Sybille entra sur ces derniers mots ; Barbe se jeta dans ses bras, gémissante.

— Mais, perlipopette, je suis une Lanquesaing, après tout ! Jamais je ne me remettrai de ce dernier coup. Comme si ce n’était point assez déjà que mon pauvre bon homme ait son accident et que, au point où nous en sommes, ce soit comme qui dirait rompu avec ce monsieur Lechat. Il m’a tout dit, ce bon monsieur Lechat, et qu’il aurait bien fait les choses, si seulement tu avais voulu, et comme quoi que tu l’as méprisé. « Non, je ne méritais pas ça, qu’il me disait. Je suis un honnête homme, j’ai gagné honorablement ma fortune, on n’a rien à me reprocher. Votre fille n’aurait eu qu’à me dire : « Monsieur Lechat, cela ne se peut pas, » j’aurais compris, mais elle m’a méprisé ; même qu’elle a refusé d’emporter le fusil. » Voilà ce qu’il disait ce monsieur Lechat. C’est un homme qui parle bien. Et comme ça, nous voilà quasi-brouillés ; et toi, not’ fille, par ta faute tu as brisé ta vie.

— Laissons cela, ma mère.

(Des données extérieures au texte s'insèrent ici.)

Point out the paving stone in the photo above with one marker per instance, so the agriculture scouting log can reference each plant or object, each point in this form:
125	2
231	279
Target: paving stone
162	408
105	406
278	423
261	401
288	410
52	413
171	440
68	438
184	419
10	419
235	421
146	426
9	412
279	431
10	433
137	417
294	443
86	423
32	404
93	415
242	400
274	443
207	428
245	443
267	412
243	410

Il se passe ici de bien autres choses.

— Pour ce qui est de ça, tu as raison, ma fille. S’il n’y avait pas ici une tête comme la tienne, jamais on n’y pourrait résister. Ah ! bon Dieu de bon Dieu, non !

Jaja se faufila : elle arrivait du bois, transie, les cheveux en cardées, toute l’odeur froide du soir dans ses loques. Elle se blottit aussitôt dans l’âtre, près de Michel qui lisait : elle comptait si peu dans la maison que personne n’eut l’air de se douter qu’elle n’était pas rentrée de toute la journée. Un peu farouche, elle n’osait regarder ni son père ni sa mère ni Sybille. Mais celle-ci tout à coup disait :

— Aide-moi à mettre la table plutôt que d’être là à rien faire, fainéante.

Jaja décroisa les jambes et docilement apporta les assiettes. Mais Sybille, rôdant autour d’elle et la flairant :

— C’est toi qu’étais tout à l’heure dans le taillis ?

Elle leva la tête et lui vit un si étrange regard qu’elle mentit.

— J’étais point dans l’taillis.

Sybille ajouta bas :

— Même il y avait quelqu’un avec toi ?

Alors Jaja se fourra les poings dans les yeux, criant :

— C’est des menteries, y avait personne.

— Avec qui que tu parlais ?

— Pour sûr, c’était avec la vache si tant est que je parlais.

— Ensuite, tu as crié comme une bête.

— J’ai point crié.

Barbe, sans prendre attention à la dispute, se faisait une réussite. Comme dans l’après-midi on était venu appeler l’Ensevelisseuse pour une mise en bière, il fallut se contenter, au repas du soir, de pain de châtaignes, cuit la veille, de fromage suret et des pommes de terre que Jumasse avait rôties sous le cendre.

— Mes enfants, dit Barbe, il ne retourne rien de bon des cartes, ce soir. Y a un malheur sur la maison, mais quoi ? les cartes ne le disent pas.

Ils prirent place autour de la nappe sous le crasset fumeux. Dans la salle à manger, le Vieux frappait sur la table et criait qu’on le laissait mourir de faim, qu’il voulait du jambon, qu’il saurait bien en trouver. Barbe tremblait en se signant. Sybille regardait devant elle, impassible.